Eh bien là, heureusement, la personne qui m’avait dit ça pour le deuxième livre, je ne la connaissais pas, je ne l’avais jamais rencontrée physiquement, c’était un conseil éditorial via mail. Sur le moment, je n’avais pas répondu. Un mois après, je me suis aperçu qu’elle avait raison, cette femme que je n’ai toujours pas rencontrée physiquement mais qui est une bonne lectrice. Quand on a le nez dans le guidon, on perd le sens des priorités.

Vous parliez de Word tout à l’heure. Vous travaillez uniquement sur ce programme ou aussi sur d’autres programmes ?
Non, il n’y a que Word. Chaque jour de travail, je fais une sauvegarde avec la date. Comme ça, j’ai mon fichier pour que je puisse revenir en arrière.

Comment est-ce que vous êtes venu à l’écriture ? Comment est-ce que l’écriture est venue à vous ?
Un peu comme tout le monde, par hasard. J’écrivais plutôt des notes, comme on prend des photos, comme on fait un livre de souvenirs. Et puis, à un moment, il y a une nécessité. La question ne se pose pas, on écrit simplement plus souvent, plus longtemps, plus intensément. Mon premier livre, c’était une lettre à un être aimé : j’ai commencé l’écriture comme ça. En écrivant cette lettre qui commençait à durer 100, 150 pages, je me suis dit que j’allais peut-être lui épargner cet enfer de lecture et essayer de voir si je n’arrivais pas à le partager ailleurs.

À une personne qui commence l’écriture ou qui se lance dans un projet, est-ce que vous auriez deux conseils à lui donner : une chose à essayer de faire si possible et une chose à essayer de ne surtout pas faire ?
C’est une excellente question, mais c’est assez compliqué… À faire, c’est d’utiliser un maximum la poubelle, de ne pas vouloir trop en faire, de ne pas surécrire, d’écrire juste. Et ne pas vouloir travailler trop vite.

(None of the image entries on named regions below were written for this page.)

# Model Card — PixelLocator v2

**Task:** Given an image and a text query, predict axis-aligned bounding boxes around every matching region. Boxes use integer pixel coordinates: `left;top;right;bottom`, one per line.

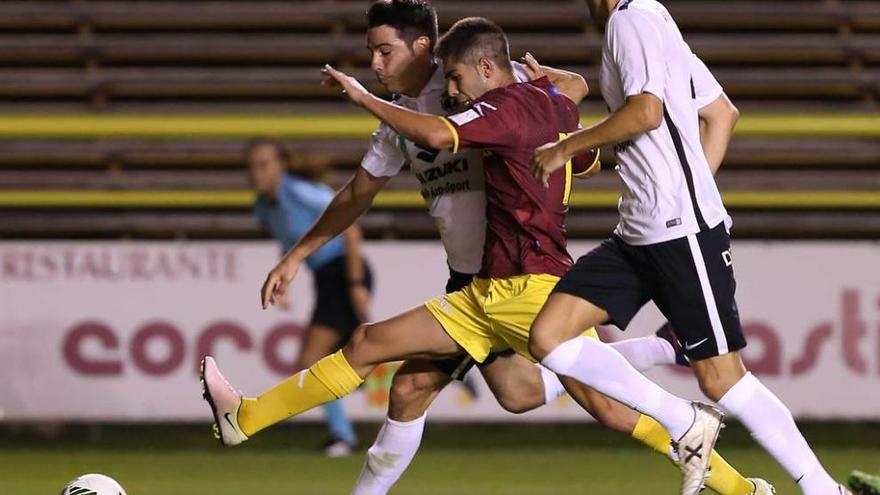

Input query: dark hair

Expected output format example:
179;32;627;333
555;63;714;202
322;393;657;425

Durant ces années d’écriture, peut-être que votre technique a évolué : il y a des choses que vous faisiez au début et que vous ne faites plus maintenant, que vous faites de manière différente. Qu’est-ce qui a changé ?
J’ai essayé quelques perversions : j’ai écrit par exemple un « blook », un blog qui est devenu livre ensuite. D’abord, une écriture qui est tout ce que je déteste, c’est-à-dire instantanée : on écrit le jour même, on publie le soir. Par contre, en découvrant des merveilles que sont les commentaires, j’ai décidé de les intégrer dans l’ouvrage que j’ai écrit de cette manière-là. Mais ça, je ne l’ai fait qu’une fois. Autrement non, les méthodes changent vraiment très peu. J’ai de plus en plus ce besoin d’être discipliné, de m’imposer des délais que j’envoie à l’éditrice en même temps pour me foutre des coups de pied au cul. C’est entre moi et moi-même, mais c’est le moyen que j’ai trouvé pour qu’après, j’avance.